There’s something that’s been bothering me lately: this concept where a life in which you travel is inherently better than one in which you don’t.
It goes without saying that I love to travel and that I find it incredibly valuable in a multitude of ways. Going to new cities inspires me: wandering aimlessly down unfamiliar streets feels liberating, figuring out foreign public transportation systems challenges me, noticing all the little ways in which cultures differ (and are also the same) makes me feel more connected to both my own home and the world at large. And escaping the chaos of New York City in a cabin by a lush and verdant lake or a sun-soaked beach relaxes me and rejuvenates me. I’m incredibly grateful for the experiences that I’ve had living abroad, traveling solo and traveling with (new and old) friends in such a wide variety of places: I fully believe they’ve shaped me into a better (but not perfect) wife, daughter, friend, employee and citizen.
That said, I don’t think that “living the dream” necessarily means a tropical drink in a hammock on a white sand beach in a faraway place. The dream could be a lake house where you spend every summer weekend, or a baby (!) and all of the commitments that come along with it, or a job where you give back to the community and feel fulfilled every day, or a life in which all of your debts are paid off. Not every dream needs to be filtered and captioned and shared immediately on Instagram.
You don’t have to go across the world to find yourself. You don’t have to quit your job and buy a round-the-world plane ticket to be a traveler. You don’t have to leave the country to have a relaxing or inspiring vacation (although I do think it’s nice to have a passport and thus have the possibility of doing so, should you please), and you don’t have to leave your backyard to be curious. You don’t have to give into the 2017 version of keeping up the with the Joneses (and their perfectly Instagrammed Iceland road trips or Bali yoga retreats or croissants in Paris) to be happy and fulfilled.

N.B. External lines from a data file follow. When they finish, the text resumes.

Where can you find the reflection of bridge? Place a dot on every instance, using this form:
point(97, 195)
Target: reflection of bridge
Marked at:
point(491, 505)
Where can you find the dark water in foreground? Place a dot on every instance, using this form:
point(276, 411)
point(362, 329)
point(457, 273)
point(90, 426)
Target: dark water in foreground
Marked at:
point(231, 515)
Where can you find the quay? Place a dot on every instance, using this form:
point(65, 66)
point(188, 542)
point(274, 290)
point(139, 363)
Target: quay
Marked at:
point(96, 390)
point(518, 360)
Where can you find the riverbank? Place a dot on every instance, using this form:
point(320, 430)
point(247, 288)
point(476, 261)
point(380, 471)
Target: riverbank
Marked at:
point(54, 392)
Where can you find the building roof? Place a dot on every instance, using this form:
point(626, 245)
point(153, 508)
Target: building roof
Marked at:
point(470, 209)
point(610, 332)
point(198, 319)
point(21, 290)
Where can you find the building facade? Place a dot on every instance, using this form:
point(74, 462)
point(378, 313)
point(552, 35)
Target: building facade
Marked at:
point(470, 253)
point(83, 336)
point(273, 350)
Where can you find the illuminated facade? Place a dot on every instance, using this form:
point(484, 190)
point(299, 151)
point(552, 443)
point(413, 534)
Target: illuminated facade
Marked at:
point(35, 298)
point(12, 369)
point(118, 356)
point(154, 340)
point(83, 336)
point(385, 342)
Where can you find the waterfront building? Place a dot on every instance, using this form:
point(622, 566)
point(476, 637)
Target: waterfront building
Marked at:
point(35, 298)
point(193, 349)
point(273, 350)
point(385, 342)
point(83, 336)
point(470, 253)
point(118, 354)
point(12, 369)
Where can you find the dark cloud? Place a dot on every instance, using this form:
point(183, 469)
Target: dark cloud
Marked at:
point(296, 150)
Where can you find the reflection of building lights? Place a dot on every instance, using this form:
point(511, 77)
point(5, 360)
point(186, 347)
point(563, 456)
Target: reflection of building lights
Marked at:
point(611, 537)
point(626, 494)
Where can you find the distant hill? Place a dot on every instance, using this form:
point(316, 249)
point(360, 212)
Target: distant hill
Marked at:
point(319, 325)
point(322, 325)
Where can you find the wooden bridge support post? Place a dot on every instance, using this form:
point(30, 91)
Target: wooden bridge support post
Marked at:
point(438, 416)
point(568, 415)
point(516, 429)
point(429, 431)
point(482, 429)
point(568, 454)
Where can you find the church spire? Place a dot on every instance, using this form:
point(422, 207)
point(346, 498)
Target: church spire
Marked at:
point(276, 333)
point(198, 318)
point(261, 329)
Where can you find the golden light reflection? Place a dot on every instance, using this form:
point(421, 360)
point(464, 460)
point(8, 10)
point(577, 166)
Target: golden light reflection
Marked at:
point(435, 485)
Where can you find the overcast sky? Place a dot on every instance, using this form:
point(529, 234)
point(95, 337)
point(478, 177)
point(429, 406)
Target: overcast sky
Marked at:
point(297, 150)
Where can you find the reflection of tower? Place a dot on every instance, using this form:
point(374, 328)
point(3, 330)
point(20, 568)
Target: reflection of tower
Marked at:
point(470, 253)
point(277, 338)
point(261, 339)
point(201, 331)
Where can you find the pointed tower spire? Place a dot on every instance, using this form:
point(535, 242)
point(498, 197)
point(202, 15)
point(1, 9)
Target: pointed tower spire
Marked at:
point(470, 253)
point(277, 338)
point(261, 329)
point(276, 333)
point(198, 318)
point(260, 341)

I’m friends with a lot of travel bloggers (both online and in real life), and there’s often this very obvious (or sometimes sneakily subtle) feeling of superiority because they travel regularly and make a living from it. Sometimes they even want to teach you how to do it too (!), as if the world needs fewer accountants and engineers and secretaries and is instead calling out for more people to get paid to take photos of waterfalls and post them on Instagram. Even as someone with her toes dipped in the industry, I have the very real sense that this whole travel influencer thing is all a huge bubble that might very well burst. And I see all of the ebooks and guides on “how you can do it too!” and headlines screaming about six-figure salaries while thinking: but is the behind-the-scenes as desirable as the highlight reel? Is that flashy salary paying for health insurance and 401Ks? Are you really as content as the life that you’re trying to sell?
Because within this narrative of exotic travel equaling the dream life, there’s a latent disdain for a life of commutes and offices and mortgages and “the real world” in which many of us live. Speaking as someone who regularly deals with train delays and arbitrary work hours and exorbitant rent payments, I can say quite honestly that there are certainly days in which I would prefer to be sipping a margarita while staring at a turquoise sea instead of dealing with “real life.” But as someone who travels fairly regularly for work and for play, I can also say that real life has a way of catching up with you, no matter where in the world you are. There can be joy and heartache and arguments and the feeling as if everything is finally clicking together at home or the office or while stuck in traffic on your way home just as much as it can happen on vacation.
When I started this blog seven years ago, I certainly considered the possibility of one day being a freelance writer. Maybe even dreamed of it! But after trying out life as a full-time travel blogger as I traveled solo through Southeast Asia for three months, I realized: this isn’t for me. I like routines, and coming home to a comfortable bed and flowers on my bedside table, and having friends who I can see regularly for book club or a workout class or an emergency bottle of wine while watching reality TV. I like having a life that isn’t just travel, and I like the fact that I truly appreciate the new places I get to go because it’s not just work and it’s not just what happens every day.
Sometimes I think the crux of the issue is the notion of feeling trapped, feeling stuck in a job or a small town or a relationship: you have to remember how much you own not only the choices you make but your attitude toward them. If a life of travel is your dream, then go for it. But if that’s not the life you dream of: be secure in that choice too.